Legalized weed might eat away, but if the market is anything like Colorado, it's too expensive vs dark weed. It's so bad in fact that there are projected budget shortfalls because there are few consumers in the space.
Is this fundamental attribution error? Perhaps the reason it is more expensive is because it presents much less of a risk to purchase vs. on the street? It could also be that there is not a lot of competition selling legal weed. Maybe it is because street prices have dropped considerably due to the introduction of legal weed?
Furthermore, it should be noted that Colorado's laws also permit growing and gifting marijuana legally. Why buy it when you can grow it yourself or get it for free from someone who grows it? Sure you can only gift/receive/travel with up to 1 ounce legally and one could also make 16 separate visits (pun intended) to a friends house as well.
Perhaps any or all of these are factors in the price or maybe it is overtaxed to the point that people are still willing to obtain theirs the old-fashioned way.
It's worse in Washington. Legal weed is 3x the cost of medical and 6x the cost of street. It still brings in a vast amount of new consumers who won't pursue other methods, but the other methods will not die off until the price is more competitive.
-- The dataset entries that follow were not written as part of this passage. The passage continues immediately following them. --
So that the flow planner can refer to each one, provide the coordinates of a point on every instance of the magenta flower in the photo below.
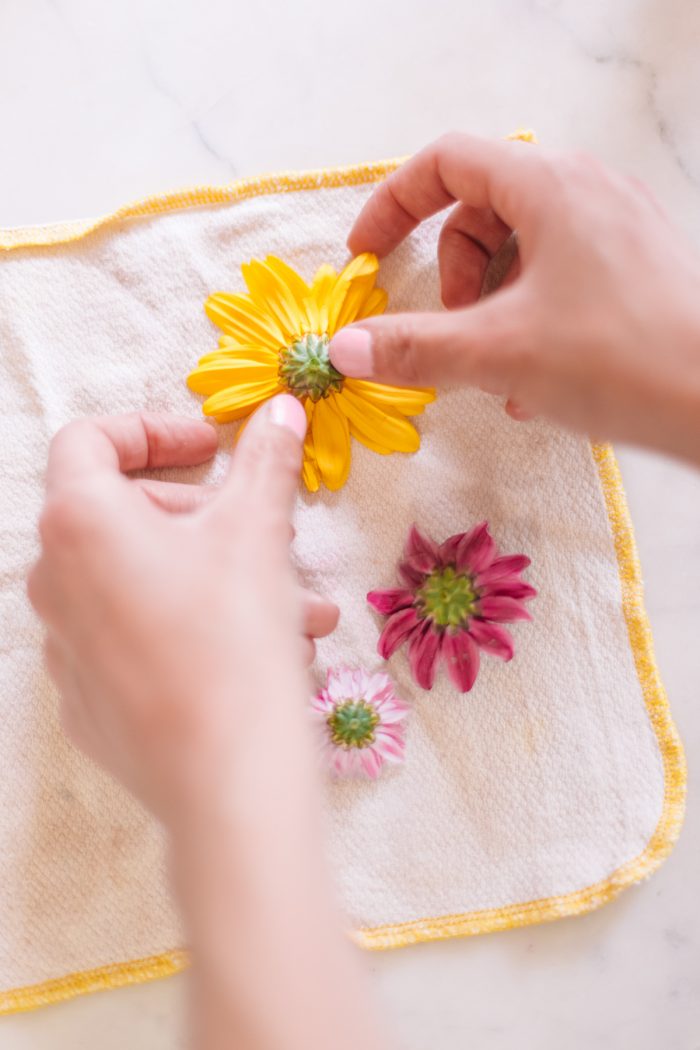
(361, 721)
(455, 597)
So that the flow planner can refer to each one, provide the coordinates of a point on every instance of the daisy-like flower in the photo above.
(454, 600)
(361, 721)
(276, 340)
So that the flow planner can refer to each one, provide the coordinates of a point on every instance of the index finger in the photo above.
(500, 175)
(113, 444)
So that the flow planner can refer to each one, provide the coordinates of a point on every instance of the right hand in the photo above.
(597, 323)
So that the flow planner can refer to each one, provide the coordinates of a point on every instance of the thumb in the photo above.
(264, 471)
(466, 345)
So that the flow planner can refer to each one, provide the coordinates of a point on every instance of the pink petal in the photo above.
(410, 575)
(397, 629)
(492, 637)
(476, 550)
(511, 588)
(377, 687)
(502, 607)
(461, 655)
(423, 653)
(420, 551)
(387, 602)
(506, 566)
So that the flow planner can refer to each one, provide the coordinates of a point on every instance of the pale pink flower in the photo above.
(454, 599)
(361, 721)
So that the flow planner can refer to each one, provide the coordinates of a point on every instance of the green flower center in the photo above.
(447, 597)
(353, 723)
(305, 368)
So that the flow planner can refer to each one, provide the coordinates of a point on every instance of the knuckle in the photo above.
(449, 141)
(399, 355)
(275, 448)
(66, 518)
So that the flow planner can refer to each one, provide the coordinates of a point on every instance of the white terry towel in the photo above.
(556, 782)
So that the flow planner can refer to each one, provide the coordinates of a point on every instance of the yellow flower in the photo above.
(276, 340)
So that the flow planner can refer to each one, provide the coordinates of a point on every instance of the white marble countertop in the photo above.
(101, 103)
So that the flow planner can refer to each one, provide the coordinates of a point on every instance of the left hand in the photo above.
(171, 636)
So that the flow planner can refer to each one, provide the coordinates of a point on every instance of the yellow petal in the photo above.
(217, 375)
(260, 354)
(240, 429)
(407, 400)
(271, 293)
(336, 305)
(332, 447)
(310, 474)
(238, 316)
(355, 305)
(240, 399)
(384, 426)
(323, 282)
(367, 442)
(296, 285)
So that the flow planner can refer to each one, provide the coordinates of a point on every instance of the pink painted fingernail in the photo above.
(285, 411)
(351, 352)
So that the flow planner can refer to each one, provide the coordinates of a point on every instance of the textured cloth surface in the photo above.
(544, 780)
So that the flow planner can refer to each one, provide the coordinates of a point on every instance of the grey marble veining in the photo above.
(102, 103)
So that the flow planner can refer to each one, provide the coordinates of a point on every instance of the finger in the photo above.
(501, 175)
(133, 442)
(308, 651)
(266, 468)
(58, 665)
(470, 345)
(175, 498)
(320, 616)
(468, 240)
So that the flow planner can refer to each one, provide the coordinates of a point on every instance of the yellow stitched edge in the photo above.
(400, 935)
(196, 196)
(117, 975)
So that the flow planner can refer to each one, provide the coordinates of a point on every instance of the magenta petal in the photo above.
(397, 629)
(461, 656)
(389, 601)
(492, 637)
(420, 551)
(423, 653)
(476, 550)
(414, 578)
(502, 607)
(506, 566)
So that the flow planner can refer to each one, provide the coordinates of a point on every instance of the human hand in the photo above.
(597, 323)
(176, 639)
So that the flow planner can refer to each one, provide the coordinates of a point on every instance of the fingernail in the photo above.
(285, 411)
(351, 352)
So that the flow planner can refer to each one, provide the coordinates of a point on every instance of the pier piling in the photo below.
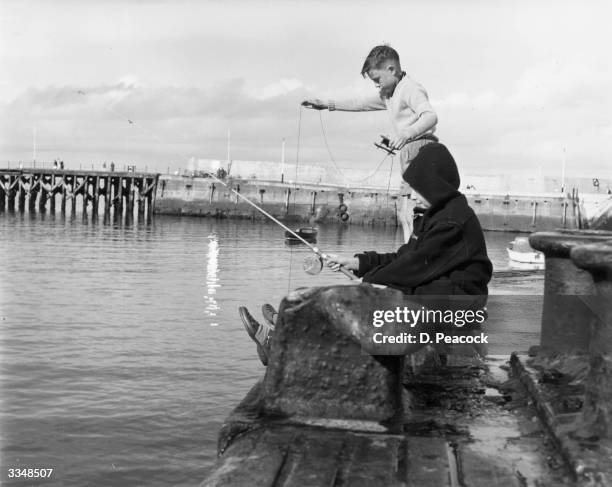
(40, 187)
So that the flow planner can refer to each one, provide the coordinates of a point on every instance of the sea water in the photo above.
(121, 347)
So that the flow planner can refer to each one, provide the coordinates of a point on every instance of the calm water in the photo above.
(122, 351)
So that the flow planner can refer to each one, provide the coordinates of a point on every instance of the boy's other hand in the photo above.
(334, 262)
(315, 103)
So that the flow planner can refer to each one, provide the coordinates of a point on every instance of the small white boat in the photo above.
(519, 250)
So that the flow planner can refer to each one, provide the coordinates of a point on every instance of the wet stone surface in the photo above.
(466, 423)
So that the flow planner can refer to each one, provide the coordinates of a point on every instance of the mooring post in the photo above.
(33, 193)
(597, 411)
(2, 195)
(108, 193)
(73, 187)
(22, 193)
(129, 199)
(140, 197)
(287, 194)
(150, 189)
(64, 190)
(119, 197)
(12, 192)
(563, 323)
(85, 190)
(42, 201)
(96, 198)
(52, 194)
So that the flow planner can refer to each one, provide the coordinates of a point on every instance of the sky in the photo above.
(519, 87)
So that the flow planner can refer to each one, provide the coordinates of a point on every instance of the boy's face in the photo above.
(385, 78)
(419, 200)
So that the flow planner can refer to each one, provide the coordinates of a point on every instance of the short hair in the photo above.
(377, 56)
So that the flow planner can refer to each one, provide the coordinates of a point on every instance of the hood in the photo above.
(434, 174)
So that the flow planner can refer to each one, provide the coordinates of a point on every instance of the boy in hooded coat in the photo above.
(446, 254)
(444, 265)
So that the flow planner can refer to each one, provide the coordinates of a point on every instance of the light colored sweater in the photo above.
(409, 109)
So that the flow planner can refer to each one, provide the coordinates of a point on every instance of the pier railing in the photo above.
(110, 194)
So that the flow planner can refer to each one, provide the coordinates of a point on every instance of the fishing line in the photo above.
(314, 249)
(338, 170)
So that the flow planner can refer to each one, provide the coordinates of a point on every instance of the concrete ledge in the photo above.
(556, 386)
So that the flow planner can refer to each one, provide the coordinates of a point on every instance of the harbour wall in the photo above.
(312, 203)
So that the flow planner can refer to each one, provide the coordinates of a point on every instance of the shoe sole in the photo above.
(268, 312)
(246, 318)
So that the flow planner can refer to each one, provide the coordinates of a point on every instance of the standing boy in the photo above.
(412, 116)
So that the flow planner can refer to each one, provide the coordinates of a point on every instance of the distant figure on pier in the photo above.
(412, 116)
(444, 265)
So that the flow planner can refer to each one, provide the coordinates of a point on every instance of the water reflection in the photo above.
(212, 279)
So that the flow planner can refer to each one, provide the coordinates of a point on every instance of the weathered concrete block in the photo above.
(327, 359)
(597, 259)
(319, 365)
(565, 314)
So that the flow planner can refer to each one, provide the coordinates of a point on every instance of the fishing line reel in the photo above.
(313, 264)
(385, 144)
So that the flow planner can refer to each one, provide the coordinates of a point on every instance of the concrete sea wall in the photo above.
(310, 202)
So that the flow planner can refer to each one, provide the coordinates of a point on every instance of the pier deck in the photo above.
(469, 425)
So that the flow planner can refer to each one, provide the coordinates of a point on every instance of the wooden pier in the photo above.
(124, 193)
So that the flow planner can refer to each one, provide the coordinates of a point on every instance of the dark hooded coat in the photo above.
(446, 254)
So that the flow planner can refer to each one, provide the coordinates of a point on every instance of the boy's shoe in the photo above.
(270, 314)
(257, 332)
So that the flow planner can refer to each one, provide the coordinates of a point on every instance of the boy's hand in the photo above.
(315, 103)
(399, 142)
(334, 262)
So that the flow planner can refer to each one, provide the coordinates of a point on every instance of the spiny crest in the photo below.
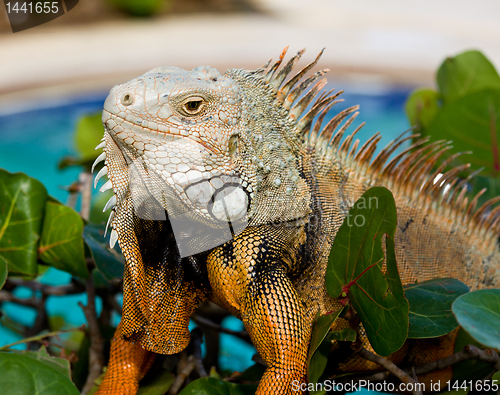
(419, 171)
(288, 93)
(111, 203)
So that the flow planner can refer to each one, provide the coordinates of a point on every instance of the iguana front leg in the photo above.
(128, 363)
(248, 277)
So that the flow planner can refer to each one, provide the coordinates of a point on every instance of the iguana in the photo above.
(224, 190)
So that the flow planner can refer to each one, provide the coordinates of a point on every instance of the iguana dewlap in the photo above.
(224, 190)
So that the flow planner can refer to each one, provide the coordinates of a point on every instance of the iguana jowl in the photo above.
(235, 149)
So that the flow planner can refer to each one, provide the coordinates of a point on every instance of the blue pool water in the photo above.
(32, 140)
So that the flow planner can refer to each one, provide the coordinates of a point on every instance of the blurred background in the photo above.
(53, 74)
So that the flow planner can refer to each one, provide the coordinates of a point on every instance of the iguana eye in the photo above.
(127, 99)
(193, 105)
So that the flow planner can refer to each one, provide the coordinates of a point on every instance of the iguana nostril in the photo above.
(127, 99)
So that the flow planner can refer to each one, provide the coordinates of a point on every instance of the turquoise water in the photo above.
(33, 141)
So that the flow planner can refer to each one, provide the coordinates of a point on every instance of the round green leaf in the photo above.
(356, 259)
(213, 386)
(108, 261)
(478, 313)
(473, 124)
(22, 204)
(24, 375)
(430, 307)
(3, 271)
(61, 243)
(466, 73)
(89, 131)
(470, 369)
(422, 107)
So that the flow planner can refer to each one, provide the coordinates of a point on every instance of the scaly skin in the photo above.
(260, 193)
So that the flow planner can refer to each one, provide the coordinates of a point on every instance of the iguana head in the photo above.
(178, 132)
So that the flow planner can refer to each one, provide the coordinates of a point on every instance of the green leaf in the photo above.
(422, 107)
(89, 132)
(212, 386)
(347, 334)
(61, 244)
(356, 259)
(157, 386)
(478, 313)
(108, 261)
(22, 204)
(430, 307)
(473, 124)
(321, 327)
(492, 185)
(466, 73)
(318, 348)
(26, 375)
(4, 271)
(471, 369)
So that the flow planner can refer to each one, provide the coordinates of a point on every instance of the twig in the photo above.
(96, 352)
(391, 367)
(184, 370)
(196, 340)
(40, 337)
(204, 321)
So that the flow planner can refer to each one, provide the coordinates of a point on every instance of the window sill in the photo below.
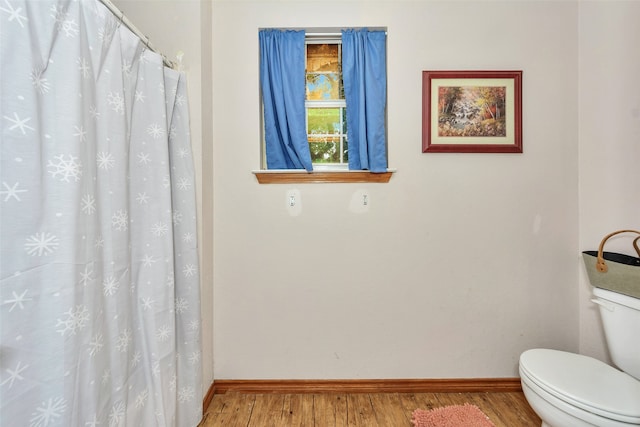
(302, 176)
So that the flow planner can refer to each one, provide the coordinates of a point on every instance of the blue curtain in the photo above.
(282, 78)
(364, 73)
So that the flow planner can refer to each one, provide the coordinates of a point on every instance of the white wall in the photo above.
(609, 140)
(463, 260)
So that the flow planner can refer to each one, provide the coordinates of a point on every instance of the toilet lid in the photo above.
(584, 382)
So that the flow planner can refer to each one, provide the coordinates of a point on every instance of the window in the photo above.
(324, 100)
(326, 108)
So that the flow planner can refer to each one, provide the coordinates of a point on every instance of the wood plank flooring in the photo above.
(505, 409)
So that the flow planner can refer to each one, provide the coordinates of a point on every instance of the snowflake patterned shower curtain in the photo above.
(99, 289)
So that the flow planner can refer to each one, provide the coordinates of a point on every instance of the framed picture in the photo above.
(472, 111)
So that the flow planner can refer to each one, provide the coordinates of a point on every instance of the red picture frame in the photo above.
(472, 111)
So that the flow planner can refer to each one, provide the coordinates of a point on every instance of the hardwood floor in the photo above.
(505, 409)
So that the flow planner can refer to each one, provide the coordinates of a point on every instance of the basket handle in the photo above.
(601, 266)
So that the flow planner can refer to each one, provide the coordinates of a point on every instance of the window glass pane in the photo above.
(324, 121)
(325, 151)
(323, 86)
(323, 58)
(324, 131)
(324, 80)
(345, 141)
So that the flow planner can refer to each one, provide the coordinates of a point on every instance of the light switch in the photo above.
(293, 202)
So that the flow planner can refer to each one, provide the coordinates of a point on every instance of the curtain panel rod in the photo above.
(120, 15)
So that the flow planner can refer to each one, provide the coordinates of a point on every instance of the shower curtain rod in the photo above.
(120, 15)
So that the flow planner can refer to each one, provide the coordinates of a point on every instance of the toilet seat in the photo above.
(585, 383)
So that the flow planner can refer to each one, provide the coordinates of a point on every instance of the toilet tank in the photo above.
(621, 321)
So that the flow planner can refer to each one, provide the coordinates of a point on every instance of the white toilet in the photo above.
(572, 390)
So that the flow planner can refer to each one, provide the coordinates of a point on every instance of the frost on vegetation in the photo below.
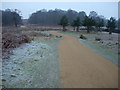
(32, 65)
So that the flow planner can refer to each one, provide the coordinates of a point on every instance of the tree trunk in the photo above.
(63, 28)
(88, 29)
(74, 28)
(77, 28)
(110, 31)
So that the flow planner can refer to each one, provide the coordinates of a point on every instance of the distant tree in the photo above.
(88, 22)
(77, 23)
(93, 14)
(10, 17)
(64, 22)
(118, 23)
(111, 24)
(99, 24)
(73, 24)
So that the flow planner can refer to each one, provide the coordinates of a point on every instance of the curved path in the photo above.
(83, 68)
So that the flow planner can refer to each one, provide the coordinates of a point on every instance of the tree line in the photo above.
(89, 22)
(62, 17)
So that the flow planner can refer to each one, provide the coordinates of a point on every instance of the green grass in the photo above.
(33, 65)
(106, 52)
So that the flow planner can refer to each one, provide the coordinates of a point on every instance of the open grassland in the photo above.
(34, 64)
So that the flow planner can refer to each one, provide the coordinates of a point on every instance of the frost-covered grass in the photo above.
(33, 65)
(106, 48)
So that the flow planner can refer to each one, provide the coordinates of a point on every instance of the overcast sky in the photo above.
(107, 9)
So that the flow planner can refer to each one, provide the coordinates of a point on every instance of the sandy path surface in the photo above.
(83, 68)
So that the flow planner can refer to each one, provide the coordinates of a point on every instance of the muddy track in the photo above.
(83, 68)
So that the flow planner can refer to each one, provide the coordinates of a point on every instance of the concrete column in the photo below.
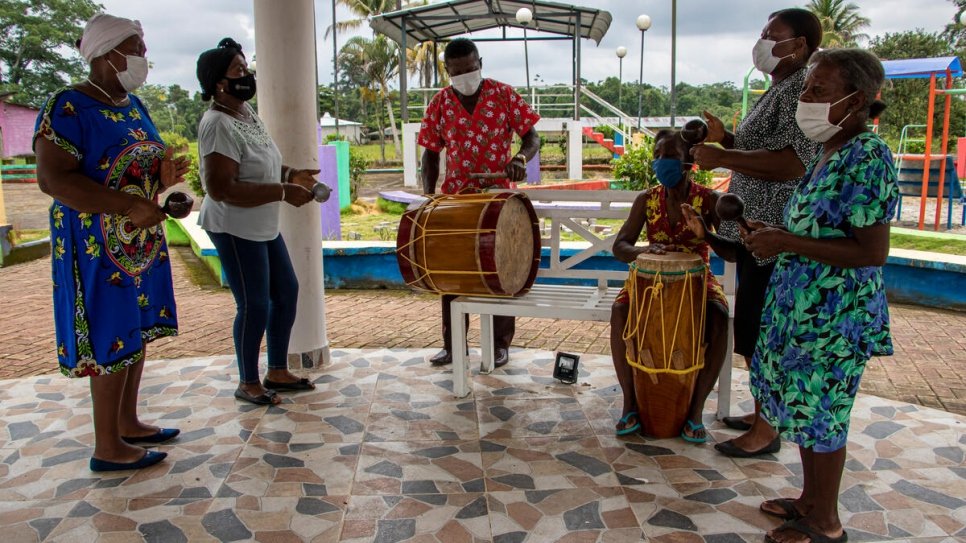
(411, 153)
(288, 103)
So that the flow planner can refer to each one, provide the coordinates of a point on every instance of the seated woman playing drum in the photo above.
(661, 210)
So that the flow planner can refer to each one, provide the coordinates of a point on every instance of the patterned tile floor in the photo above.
(383, 452)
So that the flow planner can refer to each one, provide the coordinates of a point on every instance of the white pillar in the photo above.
(288, 103)
(411, 155)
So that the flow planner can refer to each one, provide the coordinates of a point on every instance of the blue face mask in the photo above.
(668, 171)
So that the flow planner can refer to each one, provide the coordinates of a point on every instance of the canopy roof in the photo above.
(443, 20)
(916, 68)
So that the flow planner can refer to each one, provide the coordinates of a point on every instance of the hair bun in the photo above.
(228, 42)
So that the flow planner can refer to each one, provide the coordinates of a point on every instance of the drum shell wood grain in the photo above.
(472, 244)
(663, 398)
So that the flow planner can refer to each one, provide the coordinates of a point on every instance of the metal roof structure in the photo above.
(916, 68)
(444, 20)
(441, 21)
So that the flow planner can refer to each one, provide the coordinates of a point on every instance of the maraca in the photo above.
(731, 207)
(321, 192)
(177, 205)
(695, 131)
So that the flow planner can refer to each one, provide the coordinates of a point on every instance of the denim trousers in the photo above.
(263, 282)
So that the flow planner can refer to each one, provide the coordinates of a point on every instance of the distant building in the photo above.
(16, 128)
(350, 130)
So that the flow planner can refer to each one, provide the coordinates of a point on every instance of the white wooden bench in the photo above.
(566, 209)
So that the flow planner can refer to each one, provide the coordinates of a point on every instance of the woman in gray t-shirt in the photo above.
(767, 155)
(246, 182)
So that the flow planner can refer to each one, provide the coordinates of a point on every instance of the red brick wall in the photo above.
(17, 126)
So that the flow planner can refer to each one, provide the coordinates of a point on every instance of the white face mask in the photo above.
(762, 56)
(812, 118)
(136, 73)
(467, 84)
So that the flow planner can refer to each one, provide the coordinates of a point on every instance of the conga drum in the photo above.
(664, 335)
(485, 244)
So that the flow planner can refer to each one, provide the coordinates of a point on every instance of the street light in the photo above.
(621, 53)
(643, 23)
(524, 16)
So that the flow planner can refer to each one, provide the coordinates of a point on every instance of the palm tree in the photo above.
(363, 10)
(841, 22)
(372, 65)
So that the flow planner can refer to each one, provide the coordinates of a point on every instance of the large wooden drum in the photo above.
(479, 244)
(665, 337)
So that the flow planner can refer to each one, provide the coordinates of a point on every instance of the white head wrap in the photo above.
(105, 32)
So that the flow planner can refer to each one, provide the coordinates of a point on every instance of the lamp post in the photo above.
(524, 16)
(621, 53)
(643, 23)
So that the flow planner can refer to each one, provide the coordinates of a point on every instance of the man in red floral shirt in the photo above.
(474, 119)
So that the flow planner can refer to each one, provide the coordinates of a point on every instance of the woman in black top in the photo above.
(767, 155)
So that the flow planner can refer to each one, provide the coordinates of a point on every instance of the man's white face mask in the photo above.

I think it depends more on the federal government officially deferring to state drug laws (unlikely) or taking action to de-schedule marijuana specifically (slightly less unlikely).
Right now the only people who can grow cannabis openly and "legally" with any degree of safety are the states themselves, which kind of puts a damper on market competition.
I would guess the market pricing for personal quantities of Silk Road weed (including shipping) is more in line with legal/medical prices rather than local black market prices.